13. Security, privacy and abuse

• Authorization: The API must strictly validate that the user_id in the token matches the user_id in the URL for private operations.

• Privacy Settings: Before returning the connection list of User B to User A, check User B's privacy setting (can_view_connections).

• Abuse Prevention: If User A sends many invites that are "Ignored" or "Marked as Spam," we lower their "Reputation Score" and block them from sending further invites.

14. Bottlenecks and next steps

• Bottleneck: 2nd Degree Queries.

  • Finding "Friends of Friends" (e.g., "How many connections do I share with Bill Gates?") is very expensive in Sharded SQL because it requires querying all of Bill Gates' friends' shards.

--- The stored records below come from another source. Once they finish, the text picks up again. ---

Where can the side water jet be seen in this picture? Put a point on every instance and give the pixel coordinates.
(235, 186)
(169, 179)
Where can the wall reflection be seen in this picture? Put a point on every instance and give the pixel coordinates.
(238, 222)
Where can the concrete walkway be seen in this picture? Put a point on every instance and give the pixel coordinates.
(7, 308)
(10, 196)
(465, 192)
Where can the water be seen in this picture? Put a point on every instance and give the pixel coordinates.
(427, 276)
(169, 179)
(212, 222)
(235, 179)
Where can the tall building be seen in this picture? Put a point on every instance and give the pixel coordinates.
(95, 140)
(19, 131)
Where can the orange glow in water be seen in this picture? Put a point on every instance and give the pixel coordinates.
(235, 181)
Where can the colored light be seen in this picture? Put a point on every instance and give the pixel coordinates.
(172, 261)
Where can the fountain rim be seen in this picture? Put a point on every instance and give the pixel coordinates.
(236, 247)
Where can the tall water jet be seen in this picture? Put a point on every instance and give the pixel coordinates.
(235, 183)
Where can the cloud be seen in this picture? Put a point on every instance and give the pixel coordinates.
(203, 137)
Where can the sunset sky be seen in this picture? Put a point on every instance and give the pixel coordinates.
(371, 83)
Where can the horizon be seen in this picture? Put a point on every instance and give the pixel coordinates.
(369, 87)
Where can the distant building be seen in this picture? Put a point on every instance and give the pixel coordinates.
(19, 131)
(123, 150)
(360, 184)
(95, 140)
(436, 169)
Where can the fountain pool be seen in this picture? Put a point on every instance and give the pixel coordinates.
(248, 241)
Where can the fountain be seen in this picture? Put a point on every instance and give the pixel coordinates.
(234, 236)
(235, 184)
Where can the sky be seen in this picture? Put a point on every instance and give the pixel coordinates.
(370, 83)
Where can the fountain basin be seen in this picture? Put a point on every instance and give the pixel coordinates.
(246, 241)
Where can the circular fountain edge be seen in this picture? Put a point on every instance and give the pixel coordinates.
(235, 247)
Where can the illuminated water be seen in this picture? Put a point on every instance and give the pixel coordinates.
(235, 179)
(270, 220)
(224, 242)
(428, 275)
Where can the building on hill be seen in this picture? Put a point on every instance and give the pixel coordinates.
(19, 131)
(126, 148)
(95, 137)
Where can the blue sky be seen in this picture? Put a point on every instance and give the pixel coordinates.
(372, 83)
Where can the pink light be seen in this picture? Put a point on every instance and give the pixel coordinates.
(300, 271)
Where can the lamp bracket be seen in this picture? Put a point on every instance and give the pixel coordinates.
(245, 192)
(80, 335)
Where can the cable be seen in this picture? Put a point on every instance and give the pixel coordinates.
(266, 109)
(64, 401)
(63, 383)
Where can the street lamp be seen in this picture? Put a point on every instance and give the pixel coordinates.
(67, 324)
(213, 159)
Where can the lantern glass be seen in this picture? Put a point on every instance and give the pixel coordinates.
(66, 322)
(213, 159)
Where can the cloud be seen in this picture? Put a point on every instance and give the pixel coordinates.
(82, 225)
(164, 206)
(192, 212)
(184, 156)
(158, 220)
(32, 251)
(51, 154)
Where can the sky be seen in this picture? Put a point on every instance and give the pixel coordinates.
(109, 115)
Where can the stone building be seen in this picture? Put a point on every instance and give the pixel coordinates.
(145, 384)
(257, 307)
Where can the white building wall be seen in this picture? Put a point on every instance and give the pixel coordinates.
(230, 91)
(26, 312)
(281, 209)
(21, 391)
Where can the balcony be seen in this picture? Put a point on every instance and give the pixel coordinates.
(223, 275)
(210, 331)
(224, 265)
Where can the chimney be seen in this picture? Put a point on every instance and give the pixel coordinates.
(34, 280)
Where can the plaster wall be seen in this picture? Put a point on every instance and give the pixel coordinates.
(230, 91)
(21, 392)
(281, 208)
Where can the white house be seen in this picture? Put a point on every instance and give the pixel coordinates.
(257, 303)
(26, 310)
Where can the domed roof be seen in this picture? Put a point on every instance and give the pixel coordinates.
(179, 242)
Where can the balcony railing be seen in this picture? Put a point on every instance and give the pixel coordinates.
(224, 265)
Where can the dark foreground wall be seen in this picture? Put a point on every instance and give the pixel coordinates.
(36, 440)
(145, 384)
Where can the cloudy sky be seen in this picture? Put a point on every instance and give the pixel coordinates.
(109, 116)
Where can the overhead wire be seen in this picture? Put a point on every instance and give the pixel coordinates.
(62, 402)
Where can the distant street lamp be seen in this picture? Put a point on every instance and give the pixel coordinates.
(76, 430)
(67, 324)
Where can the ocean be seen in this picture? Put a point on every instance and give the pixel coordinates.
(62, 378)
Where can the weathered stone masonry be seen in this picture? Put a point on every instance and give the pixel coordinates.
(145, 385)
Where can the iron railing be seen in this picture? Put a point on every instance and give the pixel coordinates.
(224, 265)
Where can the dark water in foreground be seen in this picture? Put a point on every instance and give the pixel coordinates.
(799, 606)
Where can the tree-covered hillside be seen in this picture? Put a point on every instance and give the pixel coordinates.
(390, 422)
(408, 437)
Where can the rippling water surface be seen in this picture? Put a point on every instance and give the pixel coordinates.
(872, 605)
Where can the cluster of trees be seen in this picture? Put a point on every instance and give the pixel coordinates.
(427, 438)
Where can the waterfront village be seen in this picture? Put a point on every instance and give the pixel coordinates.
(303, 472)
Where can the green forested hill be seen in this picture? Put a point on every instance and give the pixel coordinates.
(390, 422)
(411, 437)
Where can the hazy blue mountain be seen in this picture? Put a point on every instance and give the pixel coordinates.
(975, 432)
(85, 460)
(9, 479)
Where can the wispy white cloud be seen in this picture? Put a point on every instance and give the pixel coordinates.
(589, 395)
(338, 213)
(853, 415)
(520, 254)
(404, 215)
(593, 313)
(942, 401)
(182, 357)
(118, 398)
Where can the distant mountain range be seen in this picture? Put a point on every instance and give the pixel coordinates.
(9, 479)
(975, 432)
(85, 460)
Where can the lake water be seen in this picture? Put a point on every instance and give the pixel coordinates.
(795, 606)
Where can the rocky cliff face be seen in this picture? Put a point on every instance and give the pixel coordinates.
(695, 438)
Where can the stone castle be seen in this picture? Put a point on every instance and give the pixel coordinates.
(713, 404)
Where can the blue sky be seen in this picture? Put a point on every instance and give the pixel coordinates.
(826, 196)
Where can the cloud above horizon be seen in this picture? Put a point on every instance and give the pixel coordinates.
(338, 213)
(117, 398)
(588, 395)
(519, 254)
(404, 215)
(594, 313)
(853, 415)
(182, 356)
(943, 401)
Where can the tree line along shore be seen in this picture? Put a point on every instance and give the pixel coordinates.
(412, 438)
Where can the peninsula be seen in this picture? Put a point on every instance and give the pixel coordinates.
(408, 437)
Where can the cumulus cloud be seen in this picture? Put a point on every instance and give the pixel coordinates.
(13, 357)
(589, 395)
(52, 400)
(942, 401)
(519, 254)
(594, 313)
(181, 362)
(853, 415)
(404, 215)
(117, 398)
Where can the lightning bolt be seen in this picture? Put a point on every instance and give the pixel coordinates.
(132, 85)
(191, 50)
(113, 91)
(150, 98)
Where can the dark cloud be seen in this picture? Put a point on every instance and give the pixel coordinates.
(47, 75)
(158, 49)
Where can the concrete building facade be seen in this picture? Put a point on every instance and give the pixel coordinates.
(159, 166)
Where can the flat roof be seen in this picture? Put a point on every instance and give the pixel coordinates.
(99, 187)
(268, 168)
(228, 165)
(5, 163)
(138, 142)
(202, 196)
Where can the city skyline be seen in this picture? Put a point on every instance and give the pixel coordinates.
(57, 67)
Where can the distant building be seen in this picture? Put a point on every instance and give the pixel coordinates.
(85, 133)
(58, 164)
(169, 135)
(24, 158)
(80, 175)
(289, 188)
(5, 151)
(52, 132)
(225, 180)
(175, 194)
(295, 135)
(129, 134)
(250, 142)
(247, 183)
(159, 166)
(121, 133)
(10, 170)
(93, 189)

  • Next Step: Build a dedicated Graph Service (using Neo4j or a custom in-memory graph engine). We would ETL data from our SQL DB to this Graph DB to serve recommendation/path queries.

• Bottleneck: N+1 Problem on Enrichment.
  • Hydrating names/avatars for the connection list involves calling the Profile Service.
  • Next Step: Denormalize a small "snapshot" (name, avatar hash) into the edges table to avoid the external call for the list view, updating it asynchronously when the user changes their profile.

Summary

1. Architecture: Read-heavy system using Redis ZSETs for caching and Sharded SQL for storage.

2. Data Model: Bidirectional adjacency list sharded by user_id to optimize for local reads.

3. Scale: Handles 50TB of data and 3.5M QPS via horizontal partitioning and aggressive caching.

4. Reliability: Uses double-writes with async repair jobs to ensure graph consistency.